29 Kasım 2012 Perşembe

MEVLANA VE HİZMET VE HEDİYE

Bir gece pervanenin evinde büyük bir sema vardı.
Bilginler, şeyh ve sultanın emirleri oradaydılar.

Mevlana Hazretleri, gece yarısına kadar sema a dalmıştı.
Muineddin Pervane, Hatir’in oğlu Şerefeddin’in kulağına “ Hüdevendiğar’a bir an dikkat et de büyüklere hizmette bulunabilmem için azıcık uyuyup kuvvetleneyim “ dedi.
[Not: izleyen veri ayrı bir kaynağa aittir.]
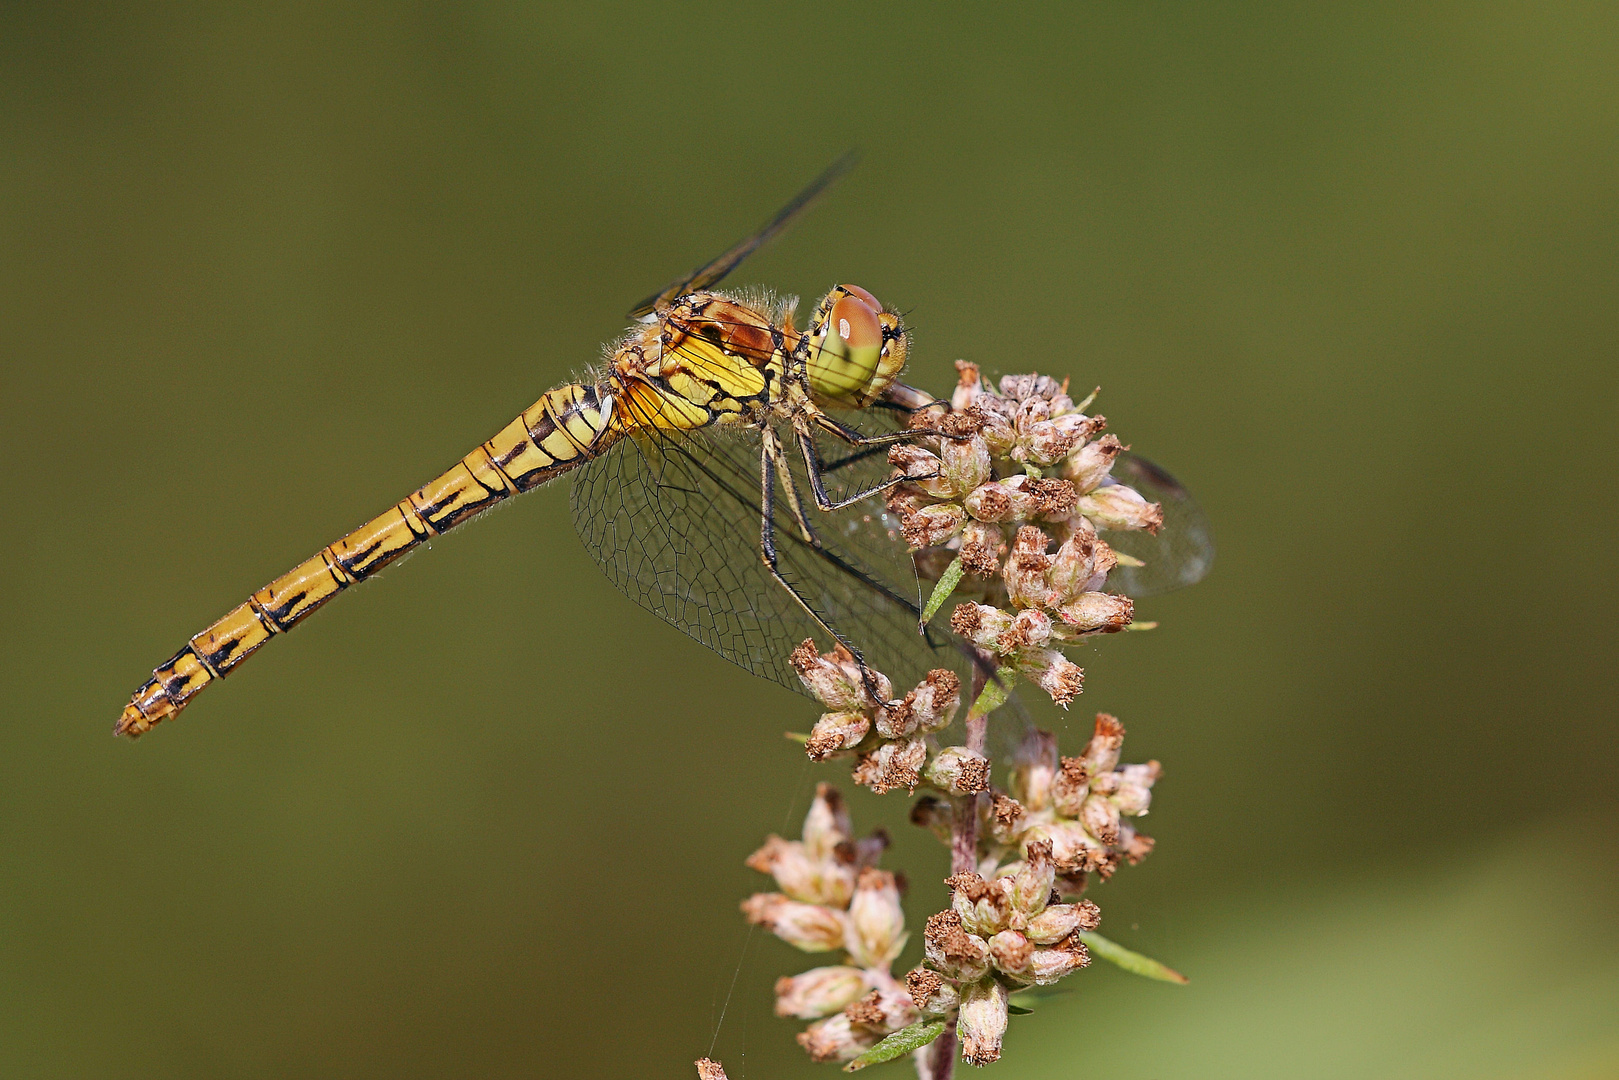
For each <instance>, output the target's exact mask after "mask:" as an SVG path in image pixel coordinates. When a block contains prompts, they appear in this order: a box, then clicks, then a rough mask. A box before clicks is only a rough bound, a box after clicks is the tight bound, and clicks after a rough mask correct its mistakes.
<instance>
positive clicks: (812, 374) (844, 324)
mask: <svg viewBox="0 0 1619 1080" xmlns="http://www.w3.org/2000/svg"><path fill="white" fill-rule="evenodd" d="M805 343H806V348H808V355H806V358H805V374H806V376H808V377H809V390H811V392H813V393H814V395H816V398H819V400H821V402H822V403H826V405H837V406H842V408H865V406H866V405H871V403H873V402H876V400H877V398H879V397H882V392H884V390H887V389H889V384H890V382H894V379H895V377H897V376H899V374H900V369H902V368H903V366H905V350H907V345H908V335H907V332H905V325H903V322H902V321H900V317H899V314H897V313H892V311H886V309H884V308H882V303H881V301H879V300H877V298H876V296H873V295H871V293H868V291H866V290H863V288H861V287H858V285H839V287H837V288H834V290H832V291H831V293H827V295H826V296H824V298H822V300H821V303H819V304H816V308H814V314H813V316H811V317H809V329H808V330H805Z"/></svg>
Mevlana, derhal, feleklerin bile hayran kaldığı bir dönme esnasında şu gazele başladı.

ŞİİR:

“ Ey can!
Bir gece uyumasan ve hicranın (ayrılık) kapısını çalmasan ne olur?
Dostların hatırı için bir gece sabahlasan ne olur?

Süleyman, “ Karınca, Süleyman olsun “ diye karıncaların tarafına gelirse ne olur?
“ İki göz, seninle aydınlansa, şeytanın gözünün körlüğü ne olur? “

Bunun üzerine Pervane, hemen elbiselerini yırtıp yerde yuvarlandı ve hayli yalvarıp yakardı.
Çünkü Pervane’nin adı Süleyman’dı.

Böylece zavallı Pervane, o, sultanın, Süleymanlığının yüceliği karşısında şaşa kaldı.
Karınca gibi ihlâs kemerini (gönülden gelen sevgi ile bağlanarak, candan hizmet etme) can beline bağlayarak gerçek sabah oluncaya kadar tam bir doğrulukla türlü hizmetlerde ve kullukta bulundu.

***
ARİFLERİN MENKIBELERİ ŞARK İSLAM KLASİKLERİ 29 AHMET EFLAKİ M.E.B. YAY. 489
***
Neler öğrendik.
1. Büyükler bizim tarafımıza gelirse hiç uyumadan tam bir doğruluk ve samimiyetle hizmet etmemiz gerektiğini öğrendik.
2. Büyüğün yanından bahane bulup ayrılmamamız gerektiğini öğrendik.
3. Aydınlanmamız ve başkasını aydınlatmamız gerektiğini öğrendik.
4. Bir karıncayı bile Süleyman (kıymetli) hale getiren birinin gizlice bize sunacağı gizli armağanı almadan hizmetten ayrılmamamız gerektiğini öğrendik.

İşte böyle yaren,

Veliler sema ederken bir bakışıyla, bir sözüyle anlatılamaz ve açıklanamaz bir şekilde armağanını hedeflenen kişinin hizmette, bağlı ve samimiyetinden emin olunca onun kalbine verir.

Bu hediye o an görülmez ve anlaşılmaz ama sonraları eserleri parıldar.